Когда заканчивается ночь на саркофаге, напитавшись радиационным духом, он идет в обратный путь по одному и тому же маршруту, где сразу за колючкой лежит бывшее село, оно на самом деле уже лежит, с покосившимися к земле домами, некоторые больше не видны за разросшимися кустарниками, за бурьяном и деревьями. Здесь чаще можно встретить животное, чем человека, разве что случайного бесшабашного юнца, считающего себя сталкером или пьяную компанию, которой уже все ни по чем. Как-то он видел девицу, загорающую голышом на теплом мхе, она спросила у него:
– А правда, что если здесь полежать, то загар держится целый год?
– Всю жизнь держится, только вот сколько она продлится у тебя эта самая жизнь…
И та соскочила тут же с земли, и нацепив на себя что-то, полуодетая убежала, как ошпаренная. Не успел он ей рассказать даже, что мох сильней всего вбирает в себя радиацию. Зона отчуждения… Они не понимают: думают, что от радиации, да нет, от них самих эта зона, так считает он, уходя в сторону своих развалин. В самом Чернобыле у него есть небольшая квартира: осталась, когда дворником работал, а сейчас он туда ходит только поесть или чтобы с собой взять еды, половину из которой раздает по дороге собакам, узнающим его уже издалека. В своем жилище в Припяти он разводит огонь и смотрит, как оживают застывшие тени: они начинают двигаться, потом плясать, и те, нарисованные, тоже вместе со всеми. Свет пламени падает в темноту, она отступает, и они выходят… Иногда ему удается увидеть как вдоль стены проходит молодая пара, и, пройдя сквозь нее, исчезает куда-то, держась за руки. Он думает о том, что когда-нибудь здесь будет большой красивый парк, а потом он превратится в лес. И, может быть, это станет даже лучше, чем было раньше, потому что люди все равно ничего не поняли, когда упала звезда Полынь, и как только радиация начнет спадать, они снова появятся в этом лесу со своими ружьями и автоматами, охотясь на зверей и друг на друга. Пока он назначил себя смотрителем и сталкером, пока есть эта колючая проволока и эти устрашающие надписи, они не придут сюда. Зона отчуждения? Зона защиты? Это смотря о ком говорить…
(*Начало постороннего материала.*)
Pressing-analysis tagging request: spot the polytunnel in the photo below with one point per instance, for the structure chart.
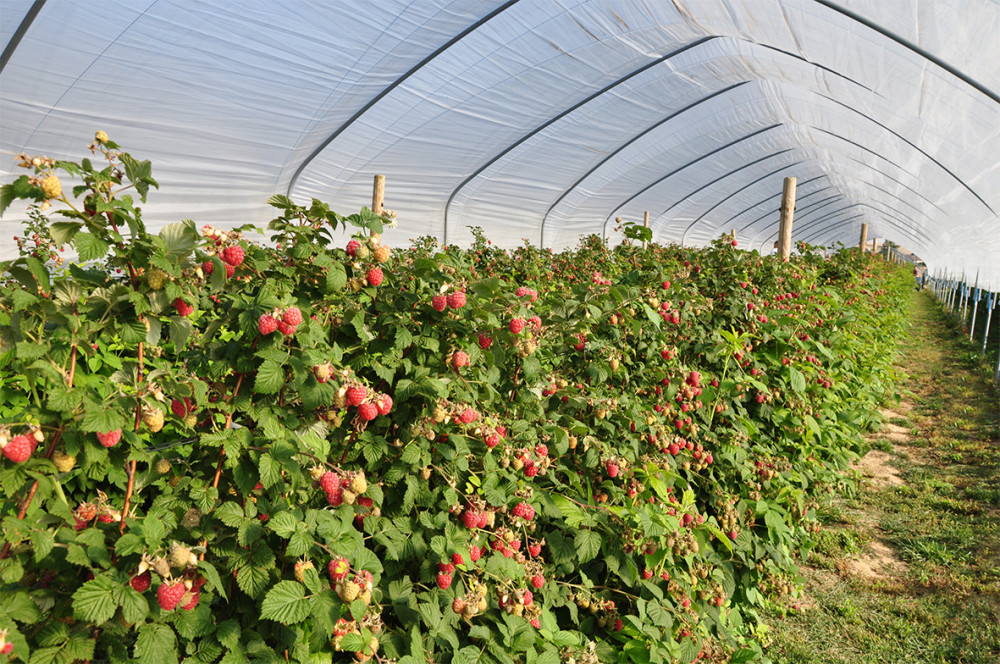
(535, 119)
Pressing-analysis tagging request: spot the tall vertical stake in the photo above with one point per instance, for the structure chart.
(378, 194)
(989, 317)
(787, 214)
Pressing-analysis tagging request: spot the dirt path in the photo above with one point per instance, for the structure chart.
(909, 569)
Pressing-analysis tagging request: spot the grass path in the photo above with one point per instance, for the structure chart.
(908, 570)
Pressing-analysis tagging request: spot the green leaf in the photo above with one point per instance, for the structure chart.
(90, 247)
(156, 644)
(286, 603)
(797, 380)
(210, 573)
(270, 378)
(134, 605)
(95, 600)
(588, 545)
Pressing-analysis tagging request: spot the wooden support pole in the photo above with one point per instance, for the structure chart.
(989, 316)
(787, 213)
(378, 194)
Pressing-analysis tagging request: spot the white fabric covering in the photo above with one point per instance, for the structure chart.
(536, 119)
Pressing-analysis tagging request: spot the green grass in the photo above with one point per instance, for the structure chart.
(940, 602)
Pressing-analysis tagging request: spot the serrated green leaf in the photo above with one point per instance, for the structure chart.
(286, 603)
(94, 602)
(588, 545)
(270, 378)
(156, 644)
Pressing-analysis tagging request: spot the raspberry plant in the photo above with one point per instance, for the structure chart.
(314, 450)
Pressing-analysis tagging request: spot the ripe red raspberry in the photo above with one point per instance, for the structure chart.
(233, 255)
(470, 519)
(19, 448)
(111, 438)
(367, 412)
(266, 324)
(169, 594)
(141, 581)
(384, 404)
(524, 511)
(329, 481)
(356, 394)
(338, 568)
(183, 308)
(335, 496)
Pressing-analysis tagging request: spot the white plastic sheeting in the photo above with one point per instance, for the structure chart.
(535, 119)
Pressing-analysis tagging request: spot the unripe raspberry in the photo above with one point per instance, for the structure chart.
(64, 462)
(233, 255)
(110, 439)
(358, 483)
(51, 187)
(19, 449)
(183, 308)
(156, 278)
(300, 570)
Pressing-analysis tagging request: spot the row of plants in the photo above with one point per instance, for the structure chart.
(318, 448)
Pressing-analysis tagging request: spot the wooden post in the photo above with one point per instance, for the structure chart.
(787, 213)
(378, 194)
(989, 317)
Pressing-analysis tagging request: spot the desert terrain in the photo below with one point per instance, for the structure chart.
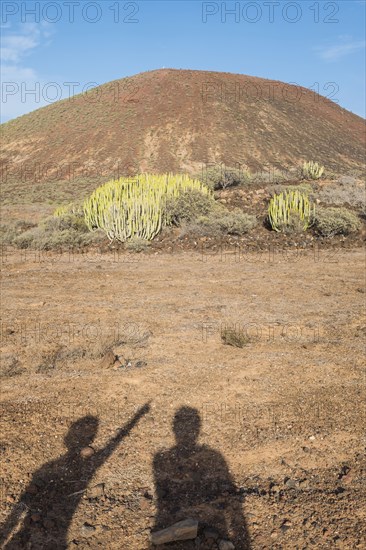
(281, 420)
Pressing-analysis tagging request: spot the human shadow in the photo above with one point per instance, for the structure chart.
(194, 481)
(46, 507)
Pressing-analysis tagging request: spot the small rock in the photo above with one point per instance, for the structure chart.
(87, 452)
(96, 491)
(32, 489)
(226, 545)
(48, 523)
(210, 533)
(290, 483)
(183, 530)
(87, 530)
(108, 360)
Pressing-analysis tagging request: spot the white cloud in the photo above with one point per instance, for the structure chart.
(344, 48)
(16, 75)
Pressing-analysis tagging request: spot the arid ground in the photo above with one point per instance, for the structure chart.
(285, 413)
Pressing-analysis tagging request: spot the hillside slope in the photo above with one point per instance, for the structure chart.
(171, 120)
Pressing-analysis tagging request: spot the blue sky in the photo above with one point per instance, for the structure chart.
(47, 44)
Когда еще жили люди, никто не знал, что их жизнь так изменится. Всё оборвалось – остановилось в 1:23 в ночь с 25-го на 26-го апреля 1986 года. Бетонная крышка реактора весом в 300 тонн была выброшена вверх от теплового взрыва и подброшена на высоту 20 метров, она перевернулась в воздухе и упала обратно: легла ребром, разворотив при этом до кишок верхнюю часть реактора. Еще бы ему не помнить этого! Люди на следующий день купались и загорали, поглощая радиацию в таких дозах, что сказать страшно. И только 27-го числа по радио было объявлено распоряжение собраться всем у своих подъездов в течение часа, взяв лишь необходимые вещи и продукты питания, так как эта временная мера, и после все вернутся по своим домам. Временная…
Оказывается, что время – очень странная вещь: мгновение и вечность – это практически одно и тоже, особенно для тех, кто выпадает из него в смерть, что случилось тогда со многими. Он до сих пор не знает, почему остался жив и почему еще живет. Когда, вернувшись в пустой город, он в первый раз решил идти к реактору, то это было желанием освободиться от чувства вины, потому что его жена и двое сыновей погибли. Он хотел умереть там – на саркофаге, на этом развороченном блоке, который разворотил всю его жизнь и сожрал все, что было у него. Он шел сам на встречу с убийцей, чтобы и его тоже он сгубил, как других. Но случилось то, чего не могло случиться: он вдруг понял, что стал еще более живым, чем был до того, измученный болью телесной, но еще сильнее своими воспоминаниями, которые не отпускали его никогда: перед глазами стояли дети, а вот они вместе купаются в реке, ныряют, на берегу жена в цветной косынке, закрученной в виде чалмы – шамаханская царица, как он ее называл в шутку. Почему-то они виделись ему всегда смеющимися, и это было еще страшнее, мучительнее… Надписи «осторожно радиация» больше не пугали его. После того, что произошло, ничего уже не пугало его.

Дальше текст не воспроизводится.